Still, Beijing’s past efforts to help build the North’s economy have often ended in misery for Chinese companies, making them leery of new investments.
Chinese investors in coal mines and other natural resource ventures have complained of being duped by the North Koreans, and then having no legal protection. A major bridge built by the Chinese over the Yalu River between the border town of Dandong and North Korea after Premier Wen Jiabao visited Pyongyang in 2009 remains unfinished. The North has refused to connect the road on its side of the river.
No senior Chinese officials are expected to be in Singapore during the Trump-Kim summit meeting. China will have to wait to hear what happened from the American secretary of state, Mike Pompeo, who is planning to travel to the South Korean capital, Seoul, and to Tokyo before going to Beijing to give briefings about the meeting’s results.

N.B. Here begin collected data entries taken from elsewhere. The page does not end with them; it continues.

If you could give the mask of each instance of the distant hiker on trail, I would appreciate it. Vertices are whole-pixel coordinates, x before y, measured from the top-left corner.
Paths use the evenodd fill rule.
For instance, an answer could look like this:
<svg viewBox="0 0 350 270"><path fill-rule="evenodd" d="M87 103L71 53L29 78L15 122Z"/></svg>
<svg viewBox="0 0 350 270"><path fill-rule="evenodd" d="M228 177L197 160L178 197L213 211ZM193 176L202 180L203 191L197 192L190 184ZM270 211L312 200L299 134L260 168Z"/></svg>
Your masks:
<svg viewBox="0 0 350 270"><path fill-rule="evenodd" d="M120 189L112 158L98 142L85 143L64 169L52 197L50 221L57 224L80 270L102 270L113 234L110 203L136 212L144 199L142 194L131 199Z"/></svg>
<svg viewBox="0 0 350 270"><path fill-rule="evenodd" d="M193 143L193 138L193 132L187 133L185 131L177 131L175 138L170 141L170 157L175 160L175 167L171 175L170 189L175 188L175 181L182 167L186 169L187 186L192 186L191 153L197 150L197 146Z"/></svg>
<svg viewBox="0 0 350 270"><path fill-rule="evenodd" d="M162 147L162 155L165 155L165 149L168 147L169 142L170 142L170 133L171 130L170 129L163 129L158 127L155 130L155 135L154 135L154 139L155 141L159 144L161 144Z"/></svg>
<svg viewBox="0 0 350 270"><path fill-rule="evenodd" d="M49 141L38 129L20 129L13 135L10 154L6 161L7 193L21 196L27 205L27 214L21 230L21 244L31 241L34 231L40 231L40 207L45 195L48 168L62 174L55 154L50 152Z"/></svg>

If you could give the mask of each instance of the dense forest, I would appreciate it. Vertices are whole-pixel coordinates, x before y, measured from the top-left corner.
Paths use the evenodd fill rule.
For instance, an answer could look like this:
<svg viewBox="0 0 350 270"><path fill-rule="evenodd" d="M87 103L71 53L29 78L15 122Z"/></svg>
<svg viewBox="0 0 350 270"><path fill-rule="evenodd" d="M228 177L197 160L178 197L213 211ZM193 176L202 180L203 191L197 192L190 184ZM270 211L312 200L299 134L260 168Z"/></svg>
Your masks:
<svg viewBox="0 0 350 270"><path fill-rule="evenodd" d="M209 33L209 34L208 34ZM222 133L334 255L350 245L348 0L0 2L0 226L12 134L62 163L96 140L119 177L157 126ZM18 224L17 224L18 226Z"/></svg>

Apparently eager to maintain China’s own diplomatic momentum, Mr. Xi has accepted an invitation from Mr. Kim to visit North Korea. He could go as soon as the end of this month, some analysts suggest.
“It would be natural to expect Xi to make his first visit as president to Pyongyang in the not-too-distant future,” said John Delury, an associate professor of Chinese Studies at Yonsei University in South Korea.
The visit would be part of Mr. Kim’s careful post-Singapore strategy, a move to show that he was his own man, a creature of neither the United States nor China.
“Kim seems to be pursuing a rebalancing of dynamics, rather than an out-and-out ‘defection’ to the U.S. side,” Mr. Delury said.